I wish this surprised me....it didn't


----------



## user2090 (Sep 26, 2009)

It looks like maybe one piece of it is brass. :laughing:

Looks like you are going to have to buy a different brand.


----------



## cincy plumber (Jun 14, 2009)

Hate plastic pop ups.


----------



## dclarke (Dec 22, 2012)

i actually like the moen 1/2 plastic pop up. not the all plastic one from the box store.


----------



## victoryplbaz (May 19, 2012)

moen does make a good plastic pop up...But that design has been around a long time.


----------



## dclarke (Dec 22, 2012)

I always liked it doing new homes. Use a large cowbell wrench for a tub faucet. Makes it really fast.


----------



## UN1TED-WE-PLUMB (Oct 3, 2012)

I just installed a Kingston brass lav faucet.. I was not impressed.


----------



## JoshJ (May 10, 2012)

Oh the irony of it. 

I too hate plastic pop-ups. Just never trust that they won't leak. I've also had them literally break apart, before they were anywhere near tight. 

Of course there is always stripping the threads.

I usually substitute my own metal pop-up and just add it into the bill if the customer has gotten a cheap plastic piece of junk. $20. It's worth it.


----------



## Widdershins (Feb 5, 2011)

I don't like them because the tailpiece is integrated instead of separate and threaded.

I make more money selling chrome plated threaded tailpieces than I do selling plastic SJ extension tubes -- And then I get to throw the unused but too short threaded tailpiece that came with the PU assembly into the scrap bin.

It's win-win for me.


----------



## liquidplumber (Dec 6, 2009)

UN1TED-WE-PLUMB said:


> I just installed a Kingston brass lav faucet.. I was not impressed.


I was not impressed either, the faucet that came with this looked nice but, felt mediocre at best. The handles were sloppy no matter how much I tightened them.
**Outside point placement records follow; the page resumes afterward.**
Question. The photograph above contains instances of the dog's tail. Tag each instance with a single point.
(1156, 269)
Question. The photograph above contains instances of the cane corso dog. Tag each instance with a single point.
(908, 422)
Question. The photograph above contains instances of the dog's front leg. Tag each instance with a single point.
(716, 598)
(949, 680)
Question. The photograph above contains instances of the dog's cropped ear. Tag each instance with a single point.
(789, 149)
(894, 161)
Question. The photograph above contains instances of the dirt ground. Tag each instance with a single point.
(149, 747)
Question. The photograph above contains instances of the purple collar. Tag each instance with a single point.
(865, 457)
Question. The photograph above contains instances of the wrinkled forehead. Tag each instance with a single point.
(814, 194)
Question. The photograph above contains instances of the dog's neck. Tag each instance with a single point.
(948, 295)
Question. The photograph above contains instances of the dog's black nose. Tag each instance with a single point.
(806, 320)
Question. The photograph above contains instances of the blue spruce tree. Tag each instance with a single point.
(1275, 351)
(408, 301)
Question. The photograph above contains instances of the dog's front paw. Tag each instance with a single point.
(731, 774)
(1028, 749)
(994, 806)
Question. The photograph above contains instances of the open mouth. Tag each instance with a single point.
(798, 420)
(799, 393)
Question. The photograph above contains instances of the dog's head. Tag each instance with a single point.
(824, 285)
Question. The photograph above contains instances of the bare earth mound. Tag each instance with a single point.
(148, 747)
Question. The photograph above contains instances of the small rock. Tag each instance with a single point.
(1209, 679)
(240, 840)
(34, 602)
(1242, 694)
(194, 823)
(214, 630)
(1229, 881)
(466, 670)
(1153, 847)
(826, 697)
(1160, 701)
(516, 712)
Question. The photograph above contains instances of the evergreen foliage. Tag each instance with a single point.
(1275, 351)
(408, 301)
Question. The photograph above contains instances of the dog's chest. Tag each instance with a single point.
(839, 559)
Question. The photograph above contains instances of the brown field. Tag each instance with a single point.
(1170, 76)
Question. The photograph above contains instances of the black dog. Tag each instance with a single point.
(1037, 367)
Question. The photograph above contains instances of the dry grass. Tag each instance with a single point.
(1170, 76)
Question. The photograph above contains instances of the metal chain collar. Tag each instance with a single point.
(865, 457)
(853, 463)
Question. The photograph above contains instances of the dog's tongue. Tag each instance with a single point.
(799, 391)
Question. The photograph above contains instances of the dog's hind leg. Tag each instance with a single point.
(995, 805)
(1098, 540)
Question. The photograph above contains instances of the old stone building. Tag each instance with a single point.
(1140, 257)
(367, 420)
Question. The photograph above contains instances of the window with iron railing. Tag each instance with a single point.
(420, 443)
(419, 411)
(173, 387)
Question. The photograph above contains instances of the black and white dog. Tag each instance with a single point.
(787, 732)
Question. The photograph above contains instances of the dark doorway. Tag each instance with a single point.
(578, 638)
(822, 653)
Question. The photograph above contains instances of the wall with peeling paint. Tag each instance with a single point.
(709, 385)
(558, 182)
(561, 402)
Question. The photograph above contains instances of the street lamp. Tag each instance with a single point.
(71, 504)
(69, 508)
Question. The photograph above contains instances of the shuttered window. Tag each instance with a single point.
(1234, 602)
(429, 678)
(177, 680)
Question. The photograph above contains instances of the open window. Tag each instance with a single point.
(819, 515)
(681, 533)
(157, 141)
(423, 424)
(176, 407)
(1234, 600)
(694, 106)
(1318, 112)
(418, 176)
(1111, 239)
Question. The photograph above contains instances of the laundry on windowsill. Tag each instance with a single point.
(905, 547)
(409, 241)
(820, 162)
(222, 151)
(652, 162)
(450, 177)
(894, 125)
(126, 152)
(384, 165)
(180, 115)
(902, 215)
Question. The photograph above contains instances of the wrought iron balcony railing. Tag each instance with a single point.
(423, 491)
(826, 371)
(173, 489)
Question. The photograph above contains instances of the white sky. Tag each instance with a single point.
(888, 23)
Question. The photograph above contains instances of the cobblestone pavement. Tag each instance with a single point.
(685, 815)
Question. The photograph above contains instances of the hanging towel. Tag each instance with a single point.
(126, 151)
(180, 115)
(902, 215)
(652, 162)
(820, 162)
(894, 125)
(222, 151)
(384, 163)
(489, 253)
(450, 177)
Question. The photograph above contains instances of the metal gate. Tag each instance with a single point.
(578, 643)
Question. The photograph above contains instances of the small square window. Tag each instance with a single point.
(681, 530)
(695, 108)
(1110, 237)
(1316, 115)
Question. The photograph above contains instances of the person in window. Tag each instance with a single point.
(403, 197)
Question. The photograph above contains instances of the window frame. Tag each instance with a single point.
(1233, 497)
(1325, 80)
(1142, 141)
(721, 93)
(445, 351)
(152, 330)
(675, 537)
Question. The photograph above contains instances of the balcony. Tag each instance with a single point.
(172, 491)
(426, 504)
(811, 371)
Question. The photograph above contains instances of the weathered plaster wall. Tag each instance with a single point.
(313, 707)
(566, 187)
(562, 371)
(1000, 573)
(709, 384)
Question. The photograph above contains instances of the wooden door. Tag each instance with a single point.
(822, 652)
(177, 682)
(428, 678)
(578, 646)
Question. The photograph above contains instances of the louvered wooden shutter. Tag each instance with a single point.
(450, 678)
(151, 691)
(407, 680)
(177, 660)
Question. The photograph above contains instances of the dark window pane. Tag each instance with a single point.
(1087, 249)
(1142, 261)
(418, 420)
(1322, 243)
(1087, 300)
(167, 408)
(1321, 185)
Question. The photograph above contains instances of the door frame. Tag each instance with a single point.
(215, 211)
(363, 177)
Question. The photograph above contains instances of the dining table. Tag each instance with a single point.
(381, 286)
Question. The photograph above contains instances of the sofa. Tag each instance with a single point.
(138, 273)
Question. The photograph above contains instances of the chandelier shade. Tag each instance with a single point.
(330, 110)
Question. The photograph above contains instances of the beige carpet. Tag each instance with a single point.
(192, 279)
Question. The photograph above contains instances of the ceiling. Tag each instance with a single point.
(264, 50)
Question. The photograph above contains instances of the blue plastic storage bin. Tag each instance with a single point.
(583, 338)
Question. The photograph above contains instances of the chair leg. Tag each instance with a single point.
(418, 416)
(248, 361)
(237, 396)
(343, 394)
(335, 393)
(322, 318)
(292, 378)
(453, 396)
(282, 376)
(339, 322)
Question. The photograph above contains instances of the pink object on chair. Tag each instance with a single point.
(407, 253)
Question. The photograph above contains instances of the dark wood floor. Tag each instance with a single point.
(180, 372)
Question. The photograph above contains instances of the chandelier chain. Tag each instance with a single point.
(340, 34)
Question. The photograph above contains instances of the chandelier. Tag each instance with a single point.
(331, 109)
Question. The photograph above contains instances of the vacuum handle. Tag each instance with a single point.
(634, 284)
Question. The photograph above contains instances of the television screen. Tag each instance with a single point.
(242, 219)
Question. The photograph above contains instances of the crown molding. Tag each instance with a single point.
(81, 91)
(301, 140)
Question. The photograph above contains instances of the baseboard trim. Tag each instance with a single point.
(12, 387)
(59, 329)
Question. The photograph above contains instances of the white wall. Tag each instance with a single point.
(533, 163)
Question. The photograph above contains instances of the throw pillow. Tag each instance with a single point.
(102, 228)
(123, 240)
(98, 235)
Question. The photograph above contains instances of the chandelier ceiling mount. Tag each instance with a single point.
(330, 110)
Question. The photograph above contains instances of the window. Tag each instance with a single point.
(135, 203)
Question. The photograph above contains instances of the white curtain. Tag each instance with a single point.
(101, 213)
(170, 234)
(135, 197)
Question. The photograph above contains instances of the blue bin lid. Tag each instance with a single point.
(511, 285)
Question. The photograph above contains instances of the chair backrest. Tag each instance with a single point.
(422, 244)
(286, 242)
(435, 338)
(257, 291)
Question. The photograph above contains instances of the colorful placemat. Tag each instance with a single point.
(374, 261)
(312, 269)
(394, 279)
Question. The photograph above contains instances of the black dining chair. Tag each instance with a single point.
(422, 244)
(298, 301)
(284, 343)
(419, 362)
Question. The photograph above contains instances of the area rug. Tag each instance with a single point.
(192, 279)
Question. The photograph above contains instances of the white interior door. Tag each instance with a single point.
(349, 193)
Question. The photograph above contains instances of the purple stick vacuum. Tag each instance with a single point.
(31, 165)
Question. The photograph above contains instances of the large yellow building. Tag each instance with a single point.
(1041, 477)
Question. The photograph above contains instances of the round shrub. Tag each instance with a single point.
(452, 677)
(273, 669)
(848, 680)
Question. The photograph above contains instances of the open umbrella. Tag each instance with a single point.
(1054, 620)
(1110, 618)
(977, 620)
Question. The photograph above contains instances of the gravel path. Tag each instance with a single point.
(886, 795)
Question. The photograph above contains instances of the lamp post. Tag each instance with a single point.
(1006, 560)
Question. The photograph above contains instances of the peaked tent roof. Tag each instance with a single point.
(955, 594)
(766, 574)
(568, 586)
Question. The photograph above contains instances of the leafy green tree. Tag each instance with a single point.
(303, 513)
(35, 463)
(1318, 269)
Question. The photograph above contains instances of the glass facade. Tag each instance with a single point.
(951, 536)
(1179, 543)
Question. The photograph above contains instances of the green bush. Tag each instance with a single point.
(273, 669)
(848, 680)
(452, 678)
I didn't supply it so I really don't care, at the end of the day it all pays the same to me.


----------



## Plumbdog (Jan 27, 2009)

I have a customer supplied KB faucet to put in today and this thread really has me looking forward to that!

I hate Plastic!


----------



## Nikolai (Dec 17, 2009)

Those plastic one piece drain assemblies are junk. I've installed quite a few and absolutely despise them.


----------